Je ne dirai pas que la joie est inspirante à la tristesse mais j’ai effectivement besoin d’être dans un état d’esprit positif pour écrire. C’est la même chose lorsque j’écoute de la musique. Quel que soit le style, il faut que je sois disponible, réceptif et la tristesse est un frein à cela. Adolescent, j’écoutais de la musique en permanence. Il faut donc croire que j’étais dans un état d’esprit plus positif que je ne le suis aujourd’hui ! Je pense que c’est une question d’humeur avant tout. N’imaginez pas non plus que je tape des pieds à siffler dans mon salon en écoutant de la musique (rires). Je crois que tout artiste a besoin d’être poreux à l’environnement qui est le sien et dans une phase qui soit propice à l’exercice de son art qu’il s’agisse de musique, de peinture ou de littérature.
Le groupe Paradise Lost existe depuis trois décennies et vous venez de publier votre seizième album. Le fait de vous essayer à plusieurs styles de metal tout au long de votre longue carrière est-il la clé de votre longévité ?
Je crois qu’il y a effectivement de cela. Même si nos albums sont noirs, on peut dire qu’ils sont quand même musicalement assez différents les uns des autres, tout en gardant une ligne directrice commune. Nous avons également débuté notre carrière à une période où le metal était en pleine expansion avec des groupes très inspirés et qui se lançaient sur un tronc commun mais avec une multitude de variantes. Il y avait un véritable élan créatif et je crois sincèrement que nous avons eu beaucoup de chance d’être au bon endroit au bon moment.
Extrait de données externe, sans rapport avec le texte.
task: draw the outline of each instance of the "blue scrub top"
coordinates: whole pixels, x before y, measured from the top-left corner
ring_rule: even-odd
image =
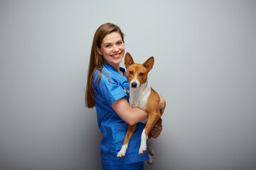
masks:
[[[103,73],[100,84],[97,78],[100,72],[95,70],[94,73],[95,104],[97,110],[98,126],[103,134],[100,142],[102,163],[105,164],[127,164],[137,162],[149,160],[148,150],[139,154],[141,142],[141,135],[145,124],[139,123],[129,142],[126,154],[122,158],[117,157],[121,149],[127,130],[125,123],[112,108],[112,104],[117,100],[129,96],[124,92],[122,86],[129,89],[129,82],[125,76],[126,71],[120,67],[124,76],[119,74],[112,66],[107,63],[103,64]],[[107,74],[110,81],[104,74]]]

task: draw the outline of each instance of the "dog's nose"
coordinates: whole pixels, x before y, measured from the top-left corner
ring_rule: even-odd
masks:
[[[133,88],[137,87],[137,83],[136,83],[136,82],[132,82],[132,86]]]

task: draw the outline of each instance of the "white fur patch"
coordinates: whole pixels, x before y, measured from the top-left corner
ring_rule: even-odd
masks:
[[[127,148],[128,148],[128,144],[124,144],[122,146],[122,148],[121,148],[121,150],[119,151],[119,152],[118,152],[117,154],[117,157],[123,157],[125,156],[125,153],[126,153],[126,151],[127,150]]]
[[[140,108],[145,110],[146,101],[151,94],[151,86],[148,84],[148,82],[146,81],[137,89],[130,87],[130,91],[129,105],[132,108]]]
[[[142,154],[146,151],[146,140],[148,136],[145,133],[145,129],[143,130],[142,133],[141,146],[139,148],[139,154]]]

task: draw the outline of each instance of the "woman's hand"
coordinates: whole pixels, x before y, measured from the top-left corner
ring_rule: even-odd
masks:
[[[163,98],[163,96],[161,94],[159,94],[159,97],[160,97],[160,101],[159,101],[159,108],[161,109],[161,116],[164,114],[164,110],[165,109],[165,107],[166,106],[166,101],[164,100],[164,98]]]
[[[160,125],[155,125],[153,127],[153,128],[151,129],[151,130],[150,131],[150,134],[152,135],[152,137],[154,138],[156,138],[158,137],[160,134],[161,132],[163,130],[163,127],[160,126]]]

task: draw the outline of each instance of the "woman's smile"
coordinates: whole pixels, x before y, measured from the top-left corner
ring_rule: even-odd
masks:
[[[120,34],[113,32],[103,38],[97,52],[102,56],[104,62],[113,66],[117,70],[124,55],[124,45]]]

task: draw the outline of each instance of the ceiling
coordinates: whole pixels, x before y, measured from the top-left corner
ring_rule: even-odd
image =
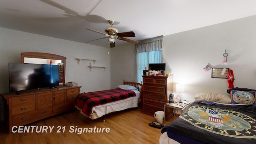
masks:
[[[138,41],[256,14],[255,0],[0,0],[0,27],[75,42],[110,27]],[[87,44],[109,48],[107,39]],[[117,40],[116,46],[129,42]]]

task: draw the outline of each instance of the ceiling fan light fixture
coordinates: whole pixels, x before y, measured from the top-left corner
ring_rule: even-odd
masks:
[[[115,42],[115,41],[116,40],[115,40],[114,38],[109,38],[108,39],[108,41],[110,42]]]

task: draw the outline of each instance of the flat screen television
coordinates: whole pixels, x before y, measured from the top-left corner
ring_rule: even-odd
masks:
[[[149,64],[148,70],[165,70],[165,64]]]
[[[53,88],[59,85],[59,66],[9,63],[10,92]]]

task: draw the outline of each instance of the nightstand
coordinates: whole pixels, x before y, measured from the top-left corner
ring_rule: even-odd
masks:
[[[182,114],[183,113],[183,110],[188,108],[188,106],[189,106],[190,105],[190,104],[181,104],[178,102],[176,103],[170,103],[169,102],[167,102],[167,103],[164,104],[164,112],[165,112],[166,107],[172,108],[172,109],[173,109],[173,114],[174,116],[175,116],[175,110],[181,110],[181,114]],[[165,112],[164,112],[164,114],[165,114]],[[165,121],[164,120],[164,122],[165,122]]]

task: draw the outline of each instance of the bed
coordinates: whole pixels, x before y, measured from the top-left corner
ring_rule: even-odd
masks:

Je suis intimement persuadé que le facteur chance est un élément essentiel de la réussite d’un groupe. J’avais discuté longuement de ce sujet avec Lemmy (Kilmister du groupe Motörhead) qui partageait mon point de vue sur la question. Tu peux être le meilleur groupe qui soit au monde, si tu n’as pas ce facteur chance qui se dresse sur ta route alors, tu auras beau te démener, je pense sincèrement que tu seras hélas voué à l’échec.
Obsidian, le nom de votre album, fait référence à une roche noire et réfléchissante. Est-ce là une parfaite allégorie de ce que ce dernier né propose musicalement ?
C’est un album très noir en effet, beaucoup plus que ne l’était le précédent qui s’avérait à mon sens moins varié. Avec Obsidian, j’ai pris vraiment plaisir à mélanger les voix claires et les grognements pour alterner les ambiances.
Dans votre processus de création, prenez-vous pour exemple votre dernier album en date comme point de référence afin de continuer à avancer ?
Effectivement ! Le premier morceau que nous composons est généralement une suite logique de l’album précédent. La composition « Fall From Grace » aurait d’ailleurs très bien pu figurer sur Medusa que nous avons sorti trois ans avant Obsidian. Je conçois le processus de composition comme une route sur laquelle on pousse une pierre que l’on fait avancer au fur et à mesure des albums. Lorsque tu commences à travailler sur un nouvel album, tu dois reprendre cette pierre là où tu l’avais laissée et remettre la machine en route, relancer le mouvement. Au départ, c’est forcément compliqué et puis, une fois que deux ou trois morceaux ont été écrits, l’avancée se fait de manière plus fluide. Ecrire, composer, même après toutes ces années est quelque chose dont jamais je ne me lasse. Il est si plaisant de petit à petit voir éclore quelque chose de nouveau, un projet qui prend forme. On se demande forcément comment le public va réagir à ce nouvel album qui, bien qu’étant le seizième, est toujours pour nous un évènement délicieusement jouissif.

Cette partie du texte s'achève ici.